Okay. You can answer me when you wipe the drool off of your mouth.
I guess you are thinking that "I" am among the thousands of men who would give a year's pay just to take sexy and alluring, Jessica Alba out for dinner. Not. No, you are making a mistake. I said "no." And I sincerely mean that.
Below, for the first-time ever, are "Reasons Why Jessica Alba and I Will Never Be Lovers."
Her hair is not my favorite color
and that is a definite deal-breaker. I want the woman I am going to have a loving-relationship with to be brunette or blond, none of this off-color that reminds me of a Maple tree in Vermont that has caught the blight. It is either a brunette or blond. Nothing else.
I do not like her voice
way too low. And sometimes raspy. I appreciate a gorgeous woman whose voice I can easily understand when we are at a high-class party. She can whisper later when we are all alone. But have you ever tried to understand Jessica's lines in any movie she has made? It's tough men. Tough.
Her looks would hurt other women's feelings
and I do not want to be a party to doing something or being with someone who causes others to be hurt. I appreciate women of all shapes, kinds, and national origins, but can you imagine the awful scene when Jessica and I stroll into the room at some expensive restaurant? I can hear the gasps and "ohhhh my's," from the other pretty women who are there dining with their husbands or dates. Then these women excuse themselves to the ladies room for quick repair of make-up or hair that is out of place and come back fuming with anger. Who would be blamed? Do you really need me to answer that?
Her tan is too deep
and that simply won't fly with me. Tans are okay in moderation, but have you seen this girl and the amount of tanning she puts herself though? Awful. Most people who see Jessica and I together in-person will feel sorry for her thinking she is sick with some disease.
Her eyes are not blue
I love women who have blue eyes. And hazel eyes. Well, any color will do, but the color of Jessica's eyes now are not one of my favorites, so all I can say is, "nice try, Jessica."
Jessica Alba cannot play a steel guitar
and that is a must if she and I are going to be lovers and reside in the south. I bet she doesn't even know that a steel guitar is. She might giggle and reply, "ohhh, geeee. It's a guitar made of steel," or some other girly comment. Nope. No loving from me if she isn't able to play a steel guitar with a backyard country band.
Jessica cannot bait her own hook
and by that I mean, she cannot take a live red worm and place it on her fishing hook while me are fishing from some creek bank in some secluded, romantic place in Alabama. Oh, she will not leave and to back home. She will run the fish off by her constant moaning and groaning and telling the red worms how sorry she is that they have to give their lives for our dinner.
Finally . . .
Jessica Alba is not into moonshine
she prefers that expensive, vintage wine from Italy or France.
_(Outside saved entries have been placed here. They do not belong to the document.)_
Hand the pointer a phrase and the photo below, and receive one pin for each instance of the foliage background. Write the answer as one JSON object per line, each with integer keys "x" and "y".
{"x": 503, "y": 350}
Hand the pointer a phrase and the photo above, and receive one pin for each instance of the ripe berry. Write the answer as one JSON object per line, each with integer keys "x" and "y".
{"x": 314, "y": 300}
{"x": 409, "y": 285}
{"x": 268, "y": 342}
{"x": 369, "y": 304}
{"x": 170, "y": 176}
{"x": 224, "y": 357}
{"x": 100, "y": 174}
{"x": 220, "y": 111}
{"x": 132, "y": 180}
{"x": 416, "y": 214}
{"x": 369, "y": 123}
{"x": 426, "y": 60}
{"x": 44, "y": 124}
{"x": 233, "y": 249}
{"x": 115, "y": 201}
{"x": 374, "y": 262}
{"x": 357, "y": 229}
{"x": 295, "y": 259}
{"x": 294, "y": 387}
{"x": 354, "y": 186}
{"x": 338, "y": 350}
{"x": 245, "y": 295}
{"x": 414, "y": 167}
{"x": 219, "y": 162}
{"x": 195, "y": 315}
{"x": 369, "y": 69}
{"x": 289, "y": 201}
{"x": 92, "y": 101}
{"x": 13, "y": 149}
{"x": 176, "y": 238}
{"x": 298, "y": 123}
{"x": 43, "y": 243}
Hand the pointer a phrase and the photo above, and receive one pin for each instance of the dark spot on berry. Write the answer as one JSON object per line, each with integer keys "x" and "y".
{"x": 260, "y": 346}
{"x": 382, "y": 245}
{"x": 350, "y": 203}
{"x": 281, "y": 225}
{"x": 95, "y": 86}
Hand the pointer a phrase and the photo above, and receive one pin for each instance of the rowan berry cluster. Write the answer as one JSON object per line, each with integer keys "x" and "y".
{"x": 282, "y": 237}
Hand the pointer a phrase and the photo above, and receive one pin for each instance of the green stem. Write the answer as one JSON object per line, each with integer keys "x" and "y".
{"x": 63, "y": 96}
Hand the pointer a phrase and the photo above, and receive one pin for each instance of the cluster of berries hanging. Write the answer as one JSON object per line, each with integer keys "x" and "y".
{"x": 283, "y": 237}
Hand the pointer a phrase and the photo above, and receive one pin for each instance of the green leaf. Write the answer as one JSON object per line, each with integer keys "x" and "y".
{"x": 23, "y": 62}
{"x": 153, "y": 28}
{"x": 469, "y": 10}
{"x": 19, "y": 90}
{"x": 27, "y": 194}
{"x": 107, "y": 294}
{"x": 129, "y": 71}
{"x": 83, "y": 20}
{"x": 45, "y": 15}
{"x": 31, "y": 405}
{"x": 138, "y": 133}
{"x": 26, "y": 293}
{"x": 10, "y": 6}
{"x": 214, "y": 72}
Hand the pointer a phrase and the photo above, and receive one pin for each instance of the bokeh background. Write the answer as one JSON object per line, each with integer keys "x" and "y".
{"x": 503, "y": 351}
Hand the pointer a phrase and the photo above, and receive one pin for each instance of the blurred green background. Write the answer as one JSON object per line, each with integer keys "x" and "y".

I can see us having a huge fuss when I offer her a taste of homemade whiskey made by master moonshiners. Her little nose will turn up and she will grimace. Then she can find her way home. Although I do not drink, I have to respect those old guys in the hills who still make their own "shine."
"Jessica, dear. Do not feel sad because you and I aren't made for each other. Hey, I would not look good sitting in your hot tub at your swanky apartment in Hollywood."